Tod und Leiden hat sie mit Musik in Auschwitz begleitet. Die Musik rettet sie und wird zum Boten des Friedens und der Freiheit. Die jüdische Künstlerin Esther Béjarano überlebte die Hölle von Auschwitz als Mitglied des dortigen Orchesters und engagierte sich seitdem für Antifaschismus, Toleranz und gegen Rassismus. »Ein russischer Soldat kam mit einem riesigen Bild von Hitler und stellte es in die Mitte des Marktplatzes (…). Ein amerikanischer Soldat und ein russischer Soldat setzten es in Flammen (…), die Soldaten und die KZ-Mädchen tanzten, und ich spielte dabei Akkordeon.
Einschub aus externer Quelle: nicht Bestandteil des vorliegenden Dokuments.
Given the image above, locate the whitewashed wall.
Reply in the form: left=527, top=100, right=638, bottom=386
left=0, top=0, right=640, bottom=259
Dieses Bild werde ich niemals vergessen«. Das erzählt Esther im Buch »La ragazza con la fisarmonica«, das Mädchen mit dem Akkordeon, das in Italien letzten Januar erschienen ist*. Das Leben dieser mutigen Frau wird durch eine interessante Mischung von eigenen Erinnerungen aus einem dreißig Jahre alten Manuskript** und einem Gespräch mit der Journalistin Antonella Romeo, mit der Leidenschaft und dem Engagement beschildert, die Esther Béjarano immer gekennzeichnet haben.

Die Ehrenvorsitzende der VVN-BdA Esther Béjarano wurde nach Turin 2011 anlässlich des Gedenktags für die Opfer des Nationalsozialismus eingeladen, um sie dem Publikum und den engagierten Menschen in Italien bekannt zu machen. Die Initiative nahm Maria Antonia de Libero vom Goethe-Institut in Turin, und sie wurde mit Begeisterung vom Komitee Resistenza e Costituzione vom Regionalrat Piemont und Turin und vom Institut für die Geschichte des Widerstandes unterstützt. Für Esther hatten sie eine Piemont-Tour mit ihren Kindern Edna und Joram und der multikulturellen Hip-Hop-Band organisiert, mit der sie seit Jahren auftritt. Dort kam die Journalistin Romeo zur Idee, ein Buch über sie und ihr Leben, vor allem ihr Engagement zu schreiben. Sie konnte gleich die unermüdliche Esther für dieses Projekt gewinnen.

Nach langem Suchen wurde das gelbseitige Manuskript aus einem Schrank herausgekramt, als sie bei ihr zuhause in Hamburg besuchte. Nach mehreren Gesprächen entstand das spannende Buch, in dem Vergangenheit und Gegenwart als Ermahnung für die Zukunft dargestellt werden. Auch die deutsche Widervereinigung und der Nahostkonflikt sind für Esther kein Tabuthema. Das erste Teil des Buches berichtet über die Verfolgung, die Schicksale der Familienangehörigen, ihre schrecklichen Erlebnisse in Auschwitz, und wie sie nie die Hoffnung verloren hat. Sie wechselte von Deutschland nach Palästina und dann von Israel nach Deutschland zurück. Aber von Heimat konnte nirgendwo die Rede sein. In Israel wurden Kommunisten diskriminiert, Arabern den Krieg erklärt. In Deutschland muss sie mit Erschrecken erleben, dass es auch nach dem Krieg so viele (unbehelligte) Nazis und so viel Rassismus gab. Hier engagierte sich Esther politisch und gründete das Auschwitz-Komitee. Laut Esther würden die Widerstandskämpferinnen gegen den Nationalsozialismus und dessen politisch Verfolgte nicht geehrt, wie es sein sollte. »Wenn man hier vom Widerstand spricht, denkt man an die Generäle, die Hitler umbringen wollten. Die waren aber von Anfang an auf seiner Seite gewesen!« Inzwischen richtet sich der Hass in Deutschland gegen Muslime: »Früher waren die Juden der Feind, jetzt sind es die Muslime. Hier hat sich nicht viel geändert. Aber ich bin ein politisch engagierter Mensch und will gegen diese Zustände kämpfen«.

Zu diesem spannenden Buch gehört auch eine DVD mit einem Film von Elena Valsania zum Interview mit der Künstlerin, und den schönen Bildern deren Auftritte in Italien, wo sie auch die Menschen mit antifaschistischen Volksliedern aus unterschiedlichen Kulturen begeistert hat. Auch in Italien schätzt man ihr Engagement im Dienst der Aufklärung, vor allem der Jugend. »Ich kann einfach nicht zuhause sitzen bleiben. Ich muss was tun«, sagt die fast 89-jährige Esther. »Ich muss handeln, und wenn ich das mit der Musik tun kann, dann bin ich glücklich«. Eine deutsche Ausgabe soll bald erscheinen.